10. Because the PX's rules in 2000 did not allow Edison to submit a vertical demand bid curve in the day-ahead market, and because Edison's analysis of the peak hour for June 27, 2000 shows that even if such a bid curve had been allowed, it would have elicited no more than 250 MWh of additional supply for Edison, Universal has not proven that Edison could have met its forecast demand in the June 27 day-ahead market by submitting a vertical demand bid curve.

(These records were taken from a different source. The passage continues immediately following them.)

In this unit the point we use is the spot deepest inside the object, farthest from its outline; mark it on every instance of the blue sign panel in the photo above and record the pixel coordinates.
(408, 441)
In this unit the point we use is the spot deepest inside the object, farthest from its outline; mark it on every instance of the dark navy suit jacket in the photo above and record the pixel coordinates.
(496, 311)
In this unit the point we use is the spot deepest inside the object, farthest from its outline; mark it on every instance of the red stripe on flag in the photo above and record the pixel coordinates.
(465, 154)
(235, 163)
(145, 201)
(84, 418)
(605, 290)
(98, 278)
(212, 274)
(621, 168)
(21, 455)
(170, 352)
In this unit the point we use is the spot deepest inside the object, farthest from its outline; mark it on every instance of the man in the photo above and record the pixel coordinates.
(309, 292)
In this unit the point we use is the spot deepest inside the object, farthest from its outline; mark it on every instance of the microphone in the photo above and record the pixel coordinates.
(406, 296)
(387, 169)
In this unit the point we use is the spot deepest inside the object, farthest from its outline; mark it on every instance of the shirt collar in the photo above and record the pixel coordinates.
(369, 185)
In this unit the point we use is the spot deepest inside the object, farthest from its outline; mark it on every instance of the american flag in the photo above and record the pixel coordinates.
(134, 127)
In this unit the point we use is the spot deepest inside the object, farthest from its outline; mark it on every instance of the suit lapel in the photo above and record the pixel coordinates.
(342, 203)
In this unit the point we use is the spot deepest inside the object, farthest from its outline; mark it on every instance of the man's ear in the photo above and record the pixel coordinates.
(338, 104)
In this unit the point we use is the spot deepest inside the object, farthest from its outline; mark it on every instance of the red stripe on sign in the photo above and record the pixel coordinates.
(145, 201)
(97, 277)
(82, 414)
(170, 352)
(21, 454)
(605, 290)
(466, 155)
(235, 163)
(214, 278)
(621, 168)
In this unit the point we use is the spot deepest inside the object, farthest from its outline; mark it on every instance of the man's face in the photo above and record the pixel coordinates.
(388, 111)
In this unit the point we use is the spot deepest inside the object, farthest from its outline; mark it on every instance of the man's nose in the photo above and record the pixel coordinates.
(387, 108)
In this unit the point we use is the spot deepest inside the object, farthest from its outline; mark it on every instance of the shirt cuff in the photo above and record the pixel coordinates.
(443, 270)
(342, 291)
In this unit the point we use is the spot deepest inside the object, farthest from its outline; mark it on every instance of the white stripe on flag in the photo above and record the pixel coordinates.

11. Even if Edison had been able to obtain an additional 250 MWh of supply during the peak hour in the June 27, 2000 day-ahead market, such an increase would not have been enough to avert the Stage 2 alert called by the ISO on June 27, since the decision to call a Stage 2 alert is based on the reserves needed to support the ISO's system-wide demand, rather than on the reserves needed to support merely Edison's demand or the real-time market. Accordingly, Edison's scheduling practices in the day-ahead market did not bring about the Stage 2 alert on June 27, 2000.
12. The Commission should take official notice of the guilty plea by former Enron executive Timothy Belden and the FERC decision approving a stipulation between its staff and Reliant, as described in the foregoing findings.
13. The Stage 2 alert called by the ISO on June 27, 2000 was due to market circumstances not within Edison's control, including supply withholding.
14. In view of all the circumstances that prevailed on June 27, 2000, Edison exercised reasonable diligence in connection with its power purchases for that day, as required by Rule 14.
15. Universal has failed to meet its burden of proving that Edison has violated any law, rule or order of the Commission, as required by Pub. Util. Code § 1702.
16. Owing to its failure to meet the burden of proof imposed by Pub. Util. Code § 1702, Universal is not entitled to be relieved of the excess energy charge that Edison imposed on Universal due to the latter's failure to curtail down to its FSL when such curtailment was requested on June 27, 2000.
17. The Commission's Fiscal Office should be instructed to pay to Edison the $395,409.60 that Universal has deposited with the Commission, plus accrued interest.
18. Today's order should be made effective immediately.
IT IS ORDERED that:
1. Official notice is taken of the matter specified in Conclusion of Law 12.
2. The complaint filed herein by Universal Studios, Inc. (Universal) is denied.
3. Within 60 days after the effective date of this decision, the Commission's Fiscal Office shall pay to defendant Southern California Edison Company the sum of $395,409.60 that Universal deposited with the Commission in connection with this case, plus any accrued interest.
4. This proceeding is closed.
This order is effective today.
Dated April 28, 2004, at San Francisco, California.